After presidential candidate Prabowo Subianto declared victory yesterday, despite clearly losing to incumbent President Joko Widodo in the quick count results done by every survey group with access to the data, it wasn’t clear what legal action, if any, his campaign would take to contest the result.
While a Constitutional Court challenge may yet be coming (when he lost to Jokowi the first time in 2014, Prabowo threatened to take his case to the country’s highest court before ultimately withdrawing from the vote tally process over claims of systemic fraud), it looks like the first authority the challenger’s camp is going to try to appeal to is the General Election Commission (KPU).
A group of officials from the Prabowo campaign’s national committee (BPN) came to the KPU’s headquarters in Jakarta today in order to report some of the quick count pollsters for alleged malfeasance.
“We are from BPN Prabowo-Sandiaga, especially the legal advocacy team, and we’ve come to the KPU today in order to report a number of survey agencies today for reporting incorrect information, hoaxes and even misleading news,” BPN advocacy team coordination Djamaludin Koedoeboen said at KPU HQ today as quoted by Detik.
Among the survey groups named by Djamaludin were LSI Denny JA, Indo Barometer, Charta Politika, SMRC, Poltracking and Voxpol (all of which produced quick count results that consistently showed Jokowi-Ma’ruf at around 55% and Prabowo-Sandiaga with around 45%).
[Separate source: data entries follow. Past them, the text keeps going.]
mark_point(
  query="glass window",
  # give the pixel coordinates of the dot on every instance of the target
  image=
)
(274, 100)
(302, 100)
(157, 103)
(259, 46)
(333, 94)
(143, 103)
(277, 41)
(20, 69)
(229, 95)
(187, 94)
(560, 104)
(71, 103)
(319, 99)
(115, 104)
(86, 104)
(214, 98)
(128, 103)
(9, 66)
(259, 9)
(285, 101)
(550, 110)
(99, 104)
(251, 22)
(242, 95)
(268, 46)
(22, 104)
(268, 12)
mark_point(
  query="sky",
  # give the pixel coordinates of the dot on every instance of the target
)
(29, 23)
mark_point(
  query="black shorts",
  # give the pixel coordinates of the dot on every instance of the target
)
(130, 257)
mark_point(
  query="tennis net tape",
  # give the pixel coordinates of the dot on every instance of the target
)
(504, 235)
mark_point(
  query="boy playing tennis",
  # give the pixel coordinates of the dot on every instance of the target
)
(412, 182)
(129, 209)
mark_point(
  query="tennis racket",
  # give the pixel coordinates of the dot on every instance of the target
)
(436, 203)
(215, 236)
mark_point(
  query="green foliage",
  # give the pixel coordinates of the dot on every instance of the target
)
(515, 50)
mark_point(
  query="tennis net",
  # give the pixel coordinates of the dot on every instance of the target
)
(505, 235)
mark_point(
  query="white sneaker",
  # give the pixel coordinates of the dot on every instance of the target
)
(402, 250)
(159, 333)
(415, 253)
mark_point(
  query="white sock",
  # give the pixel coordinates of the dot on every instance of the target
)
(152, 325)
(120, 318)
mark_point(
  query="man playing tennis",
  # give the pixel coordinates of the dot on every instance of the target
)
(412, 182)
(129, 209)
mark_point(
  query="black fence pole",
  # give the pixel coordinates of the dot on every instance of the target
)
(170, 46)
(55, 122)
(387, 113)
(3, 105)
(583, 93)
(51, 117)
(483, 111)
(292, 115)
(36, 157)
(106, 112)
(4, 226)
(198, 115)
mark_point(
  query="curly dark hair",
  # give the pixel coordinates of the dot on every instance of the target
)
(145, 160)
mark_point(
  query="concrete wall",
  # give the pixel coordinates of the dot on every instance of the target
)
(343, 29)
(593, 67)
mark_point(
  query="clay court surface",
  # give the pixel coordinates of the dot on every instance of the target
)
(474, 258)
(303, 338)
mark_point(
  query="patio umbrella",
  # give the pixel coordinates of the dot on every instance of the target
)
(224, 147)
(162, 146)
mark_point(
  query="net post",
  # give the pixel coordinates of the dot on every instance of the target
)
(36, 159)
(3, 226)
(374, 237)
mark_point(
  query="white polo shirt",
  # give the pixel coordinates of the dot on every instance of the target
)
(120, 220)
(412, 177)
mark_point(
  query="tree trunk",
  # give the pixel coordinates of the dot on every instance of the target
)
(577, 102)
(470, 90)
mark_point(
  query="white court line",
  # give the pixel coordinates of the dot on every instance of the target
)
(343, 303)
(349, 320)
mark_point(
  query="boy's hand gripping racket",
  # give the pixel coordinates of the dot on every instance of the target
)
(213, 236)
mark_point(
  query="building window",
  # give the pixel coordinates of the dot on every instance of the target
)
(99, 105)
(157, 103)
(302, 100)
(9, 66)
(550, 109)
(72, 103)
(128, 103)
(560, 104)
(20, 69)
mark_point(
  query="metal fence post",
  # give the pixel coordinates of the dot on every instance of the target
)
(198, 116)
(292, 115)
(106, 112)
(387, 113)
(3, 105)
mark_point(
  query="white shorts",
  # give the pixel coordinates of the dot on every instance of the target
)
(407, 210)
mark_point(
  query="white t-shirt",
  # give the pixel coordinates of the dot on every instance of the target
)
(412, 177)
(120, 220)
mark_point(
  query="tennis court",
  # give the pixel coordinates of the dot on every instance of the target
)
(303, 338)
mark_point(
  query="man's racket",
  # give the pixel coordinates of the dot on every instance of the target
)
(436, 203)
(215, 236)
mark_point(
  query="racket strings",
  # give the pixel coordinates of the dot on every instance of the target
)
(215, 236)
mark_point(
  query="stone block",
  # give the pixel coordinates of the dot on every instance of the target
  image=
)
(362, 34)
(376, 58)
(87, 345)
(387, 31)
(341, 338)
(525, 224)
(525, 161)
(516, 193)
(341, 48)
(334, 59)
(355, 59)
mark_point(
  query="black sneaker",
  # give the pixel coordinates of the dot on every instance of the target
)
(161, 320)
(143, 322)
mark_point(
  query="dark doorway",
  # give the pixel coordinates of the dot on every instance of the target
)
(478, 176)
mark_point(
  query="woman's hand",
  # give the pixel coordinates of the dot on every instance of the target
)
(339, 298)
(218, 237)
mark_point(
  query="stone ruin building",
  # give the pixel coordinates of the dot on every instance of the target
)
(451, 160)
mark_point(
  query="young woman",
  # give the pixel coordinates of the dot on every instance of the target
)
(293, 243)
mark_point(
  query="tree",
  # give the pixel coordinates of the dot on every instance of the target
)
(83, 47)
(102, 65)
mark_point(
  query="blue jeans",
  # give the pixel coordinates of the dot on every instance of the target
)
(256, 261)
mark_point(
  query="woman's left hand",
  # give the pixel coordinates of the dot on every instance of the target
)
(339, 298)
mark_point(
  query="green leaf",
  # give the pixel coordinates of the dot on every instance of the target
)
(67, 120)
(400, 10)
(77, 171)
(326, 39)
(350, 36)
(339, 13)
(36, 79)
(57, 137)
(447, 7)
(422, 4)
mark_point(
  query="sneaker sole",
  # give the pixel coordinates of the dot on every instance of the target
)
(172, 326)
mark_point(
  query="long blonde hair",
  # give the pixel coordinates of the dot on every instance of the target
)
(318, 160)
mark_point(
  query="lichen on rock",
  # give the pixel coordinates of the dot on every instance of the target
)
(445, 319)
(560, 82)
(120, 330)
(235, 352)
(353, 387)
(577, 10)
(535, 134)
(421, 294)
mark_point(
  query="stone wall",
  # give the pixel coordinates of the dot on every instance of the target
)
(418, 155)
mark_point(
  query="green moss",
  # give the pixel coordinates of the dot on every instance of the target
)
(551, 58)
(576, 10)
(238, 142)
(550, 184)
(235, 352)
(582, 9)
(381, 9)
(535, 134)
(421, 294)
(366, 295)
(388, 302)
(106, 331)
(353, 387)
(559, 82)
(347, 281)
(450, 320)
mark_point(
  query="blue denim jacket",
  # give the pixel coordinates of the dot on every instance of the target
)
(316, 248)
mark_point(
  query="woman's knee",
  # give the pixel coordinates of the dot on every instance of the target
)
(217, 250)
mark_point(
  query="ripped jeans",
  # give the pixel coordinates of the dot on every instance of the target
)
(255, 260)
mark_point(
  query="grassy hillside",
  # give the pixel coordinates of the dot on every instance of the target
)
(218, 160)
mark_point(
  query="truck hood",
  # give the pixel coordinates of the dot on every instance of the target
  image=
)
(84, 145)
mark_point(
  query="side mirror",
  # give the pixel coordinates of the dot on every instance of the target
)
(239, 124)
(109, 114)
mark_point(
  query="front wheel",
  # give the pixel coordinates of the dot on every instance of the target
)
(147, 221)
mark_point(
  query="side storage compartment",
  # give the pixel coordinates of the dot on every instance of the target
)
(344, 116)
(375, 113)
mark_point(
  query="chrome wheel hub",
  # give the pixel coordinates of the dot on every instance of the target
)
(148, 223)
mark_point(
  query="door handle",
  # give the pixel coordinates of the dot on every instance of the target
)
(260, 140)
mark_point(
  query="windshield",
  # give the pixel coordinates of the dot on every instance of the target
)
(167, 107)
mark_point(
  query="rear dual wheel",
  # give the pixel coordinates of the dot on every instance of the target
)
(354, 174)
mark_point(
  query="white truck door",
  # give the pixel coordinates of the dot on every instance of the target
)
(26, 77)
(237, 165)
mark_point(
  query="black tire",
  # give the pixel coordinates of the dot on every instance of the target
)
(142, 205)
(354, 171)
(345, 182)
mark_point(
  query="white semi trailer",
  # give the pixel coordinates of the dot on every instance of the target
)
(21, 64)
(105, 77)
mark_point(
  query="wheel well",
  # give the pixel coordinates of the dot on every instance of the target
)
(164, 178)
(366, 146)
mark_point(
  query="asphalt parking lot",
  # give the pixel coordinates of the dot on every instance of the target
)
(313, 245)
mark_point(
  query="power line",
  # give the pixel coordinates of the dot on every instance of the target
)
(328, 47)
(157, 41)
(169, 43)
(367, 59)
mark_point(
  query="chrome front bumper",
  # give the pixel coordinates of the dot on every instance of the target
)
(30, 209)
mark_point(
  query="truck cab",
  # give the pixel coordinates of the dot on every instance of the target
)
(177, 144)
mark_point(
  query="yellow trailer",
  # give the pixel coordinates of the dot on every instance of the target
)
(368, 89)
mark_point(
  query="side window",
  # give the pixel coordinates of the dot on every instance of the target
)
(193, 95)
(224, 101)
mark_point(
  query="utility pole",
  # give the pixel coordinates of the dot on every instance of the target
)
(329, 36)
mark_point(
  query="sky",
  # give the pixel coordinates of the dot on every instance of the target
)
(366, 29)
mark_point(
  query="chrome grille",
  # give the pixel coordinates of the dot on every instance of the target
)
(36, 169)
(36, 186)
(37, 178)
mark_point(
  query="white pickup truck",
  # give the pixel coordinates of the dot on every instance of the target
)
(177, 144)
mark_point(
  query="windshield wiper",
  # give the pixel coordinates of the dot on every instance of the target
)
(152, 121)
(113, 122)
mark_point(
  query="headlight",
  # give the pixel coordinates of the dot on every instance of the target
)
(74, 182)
Djamaludin claimed that some of the pollsters showed data in which more than 100% of voters were casting ballots in some areas. He said the inaccurate data could be considered “misleading and dangerous” and warned that it could create “unrest among the public”.
Prabowo’s said his own claim to victory rested upon his campaign’s internal exit polling data, which they insist shows that the Gerindra chief beat Jokowi by 62%.
Somewhat ironically, given that they have accused the quick count survey groups of reporting false data, Prabowo’s campaign has yet to reveal to anybody their exit polling data that supposedly proves their candidate was the actual winner.
Rather than share that exit poll data (which, like, totally exists, we’re sure), BPN is demanding that KPU punish the quick count pollsters in question by stripping them of their accreditation. KPU officials have not yet made a statement in response to their report.
To know with certainty whether or not the survey groups got the quick counts right, we’ll have to wait until the KPU delivers the official results of the real vote count, which they are required to complete by May 22 at the latest.